In connection with the execution of the Merger Agreement, certain stockholders of the Company (the “Rollover Holders”) entered into rollover agreements (the “Rollover Agreements”) with Ultimate Parent, Parent and Merger Sub, pursuant to which, among other things and on the terms and subject to the conditions set forth therein, the Rollover Holders have agreed to contribute all of their shares of common stock of the Company, par value $0.0001 per share (the “Company Common Stock”), Series A Convertible Perpetual Preferred Stock of the Company, par value $0.0001 per share (the “Company Series A Preferred Stock”), and/or Series B Convertible Perpetual Preferred Stock of the Company, par value $0.0001 per share (the “Company Series B Preferred Stock” and, together with the Company Series A Preferred Stock, the “Company Preferred Stock”), to Ultimate Parent immediately prior to the effective time of the Merger (the “Effective Time”) in exchange for the issuance to the Rollover Holders of limited partnership interests in Ultimate Parent.

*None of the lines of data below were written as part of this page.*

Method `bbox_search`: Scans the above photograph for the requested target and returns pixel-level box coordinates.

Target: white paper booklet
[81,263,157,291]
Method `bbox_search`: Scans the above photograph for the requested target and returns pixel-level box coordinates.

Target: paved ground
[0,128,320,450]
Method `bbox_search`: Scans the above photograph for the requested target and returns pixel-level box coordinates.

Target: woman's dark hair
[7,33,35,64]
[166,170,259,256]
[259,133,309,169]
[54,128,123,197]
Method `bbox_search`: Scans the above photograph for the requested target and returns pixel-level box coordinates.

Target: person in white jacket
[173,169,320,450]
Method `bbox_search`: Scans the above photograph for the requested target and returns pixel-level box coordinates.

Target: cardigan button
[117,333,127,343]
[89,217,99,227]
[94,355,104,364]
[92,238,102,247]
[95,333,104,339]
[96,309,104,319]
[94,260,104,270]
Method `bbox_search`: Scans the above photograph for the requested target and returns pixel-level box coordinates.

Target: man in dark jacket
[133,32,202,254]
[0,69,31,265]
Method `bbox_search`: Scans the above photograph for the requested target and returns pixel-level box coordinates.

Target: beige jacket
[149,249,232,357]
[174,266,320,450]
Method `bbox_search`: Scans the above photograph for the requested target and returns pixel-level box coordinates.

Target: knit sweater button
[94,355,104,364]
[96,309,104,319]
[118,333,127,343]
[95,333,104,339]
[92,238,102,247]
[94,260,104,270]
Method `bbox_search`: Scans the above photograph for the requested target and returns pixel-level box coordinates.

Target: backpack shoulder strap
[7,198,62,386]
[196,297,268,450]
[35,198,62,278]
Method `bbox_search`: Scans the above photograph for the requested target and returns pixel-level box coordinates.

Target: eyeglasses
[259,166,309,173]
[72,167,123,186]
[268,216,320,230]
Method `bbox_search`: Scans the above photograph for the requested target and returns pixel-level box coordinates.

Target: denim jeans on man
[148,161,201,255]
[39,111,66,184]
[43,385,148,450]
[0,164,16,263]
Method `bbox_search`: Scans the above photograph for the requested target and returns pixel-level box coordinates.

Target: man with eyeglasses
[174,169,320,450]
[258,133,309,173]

Additionally, certain of the Rollover Holders have agreed pursuant to their respective Rollover Agreements, on the terms and subject to the conditions set forth therein, to vote all of their shares of Company Common Stock and/or Company Preferred Stock in favor of the adoption of the Merger Agreement.
The Merger Agreement provides that, at the Effective Time, each share of Company Common Stock that is issued and outstanding immediately prior to the Effective Time (other than shares owned immediately prior to the Effective Time by the Company, Ultimate Parent, Parent, Merger Sub or any of their respective subsidiaries (including shares contributed to Ultimate Parent prior to the Effective Time pursuant to the Rollover Agreements or other similar agreements), which will be canceled for no consideration, and Dissenting Shares (as defined below)) will be converted into the right to receive $7.33 in cash, without interest and less any applicable withholding taxes. Shares of Company Common Stock and Company Preferred Stock with respect to which a demand for appraisal has been validly made (and not forfeited or withdrawn) in accordance with Delaware law (“Dissenting Shares”) will be entitled to receive payment of the appraised value of such shares as provided by Delaware law.